Der Abschlussbericht kann hier abgerufen werden. Die Projektbeteiltigten geben in diesem Bericht folgende Zusammenfassung und Ausblick.
„Im Rahmen dieses Projektes wurde eine umfassende Simulationsumgebung zur Untersuchung von Mixed Autonomy Traffic auf Basis der Paderborner Verkehrsregion entwickelt. Dabei wurde sowohl ein Modell des Verkehrsnetzes erstellt als auch ein realistisches Verkehrsaufkommen nachgebildet. Anhand der Rahmenbedingungen des Vorhabens wurden unterschiedliche Sensortypen modelliert und Eingriffsmöglichkeiten für die Regelungssysteme geschaffen. Ein neuartiger Verkehrsbeobachter fusioniert die zur Verfügung stehenden Sensordaten mittels eines wahrscheinlichkeitsbasierten Verfahrens und ermöglicht so die Rekonstruktion des vorliegenden Verkehrszustands in Echtzeit. Eine modellprädiktive Regelung wurde zur Schaltung der Lichtsignalanlagen im System integriert und für den effektiven Einsatz in einem Verkehrsnetz dieser Größe weiterentwickelt. Zur Optimierung der Verkehrsführung wurde ein Routingsystem entwickelt und implementiert, welches kooperierenden Fahrzeugen Routenvorschläge anbietet, wobei sowohl die Interessen der gerouteten Fahrzeuge selbst, also auch die der anderen Verkehrsteilnehmer berücksichtigt werden. Ein drittes Regelungssystem zur dynamischen Geschwindigkeitsvorgabe konnte innerhalb des Projektzeitrahmens nicht mehr in das Gesamtsystem integriert werden. Es wurde jedoch ein zweistufiges Regelungskonzept entwickelt, welches einerseits Synergieeffekte mit den LSA-Regelungen zur Beeinflussung der Ankunftszeiten an LSA ausnutzt und andererseits die Anwendung des Konsensalgorithmus zur Stauwellenvermeidung vorsieht.

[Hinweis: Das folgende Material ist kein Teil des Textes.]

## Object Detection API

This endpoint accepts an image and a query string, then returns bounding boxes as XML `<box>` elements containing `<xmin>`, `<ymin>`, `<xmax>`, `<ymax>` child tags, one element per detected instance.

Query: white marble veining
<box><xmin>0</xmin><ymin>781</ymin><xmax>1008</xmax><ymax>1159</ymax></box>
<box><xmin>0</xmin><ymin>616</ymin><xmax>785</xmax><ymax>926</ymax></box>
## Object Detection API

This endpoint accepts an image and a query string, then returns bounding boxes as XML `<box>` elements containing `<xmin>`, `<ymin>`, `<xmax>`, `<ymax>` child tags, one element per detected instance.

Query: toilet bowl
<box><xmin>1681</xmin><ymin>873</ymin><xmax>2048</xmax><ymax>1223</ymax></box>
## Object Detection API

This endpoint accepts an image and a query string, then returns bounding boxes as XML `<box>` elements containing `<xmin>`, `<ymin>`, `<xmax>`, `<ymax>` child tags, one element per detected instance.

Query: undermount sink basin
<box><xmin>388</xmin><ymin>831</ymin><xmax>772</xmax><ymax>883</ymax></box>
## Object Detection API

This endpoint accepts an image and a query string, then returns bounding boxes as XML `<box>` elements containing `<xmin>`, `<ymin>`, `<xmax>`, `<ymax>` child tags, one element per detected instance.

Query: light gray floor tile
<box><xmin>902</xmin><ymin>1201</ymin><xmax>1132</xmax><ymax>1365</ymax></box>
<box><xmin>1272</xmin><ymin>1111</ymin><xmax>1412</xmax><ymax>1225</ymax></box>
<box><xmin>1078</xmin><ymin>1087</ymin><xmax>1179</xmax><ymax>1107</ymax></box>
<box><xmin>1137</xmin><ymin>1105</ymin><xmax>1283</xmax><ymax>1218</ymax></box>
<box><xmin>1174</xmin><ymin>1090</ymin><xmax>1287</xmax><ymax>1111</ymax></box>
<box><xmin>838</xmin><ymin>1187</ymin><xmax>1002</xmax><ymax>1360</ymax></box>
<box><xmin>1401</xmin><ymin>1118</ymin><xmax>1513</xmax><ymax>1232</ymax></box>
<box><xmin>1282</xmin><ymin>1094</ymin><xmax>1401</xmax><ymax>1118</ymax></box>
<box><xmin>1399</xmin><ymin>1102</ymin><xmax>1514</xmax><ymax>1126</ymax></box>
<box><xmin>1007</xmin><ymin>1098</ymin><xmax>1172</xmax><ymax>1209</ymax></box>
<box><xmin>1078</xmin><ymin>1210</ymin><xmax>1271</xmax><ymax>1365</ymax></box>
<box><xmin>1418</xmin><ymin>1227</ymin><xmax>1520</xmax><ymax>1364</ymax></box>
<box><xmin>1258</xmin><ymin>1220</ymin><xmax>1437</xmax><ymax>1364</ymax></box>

Die erreichten Projektergebnisse stellen somit eine solide Grundlage für die weitere Erforschung von Mixed Autonomy Traffic dar und ermöglichen in Zukunft umfangreiche simulationsbasierte Untersuchungen. Während die Integration nahezu aller Systemkomponenten abgeschlossen ist, werden die einzelnen Systemteile aktuell sukzessive einer Parameteroptimierung unterzogen, wodurch die Simulations- bzw. Regelgüte weiter erhöht wird. Solche Vorgänge nehmen viel Zeit in Anspruch, – aktuell erfolgt bspw. die Optimierung der LSA-Parameter im Rahmen einer Masterarbeit – sind aber eine Voraussetzung für aussagekräftige Untersuchungen. Eine belastbare Antwort insbesondere auf die Frage nach dem Einfluss der Durchdingungsgrade von autonomen Fahrzeugen kann daher zum aktuellen Zeitpunkt noch nicht gegeben werden, wird aber im Rahmen der Promotion von Christopher Link weiterverfolgt. Die bisher erarbeiteten Ergebnisse sowie weitere Untersuchungen, welche aus den Projektergebnissen hervorgehen, werden darüber hinaus veröffentlicht. Hierzu werden momentan Gespräche mit verschiedenen Open Access Journals geführt. Im Rückblick stellte sich besonders die Entwicklung des Verkehrsbeobachters als wesentlich aufwändiger und zeitintensiver als zunächst prognostiziert dar. Existierende Beobachteransätze waren für die gegebenen Rahmenbindungen nicht geeignet, was eine Neuentwicklung von Grund auf erforderte.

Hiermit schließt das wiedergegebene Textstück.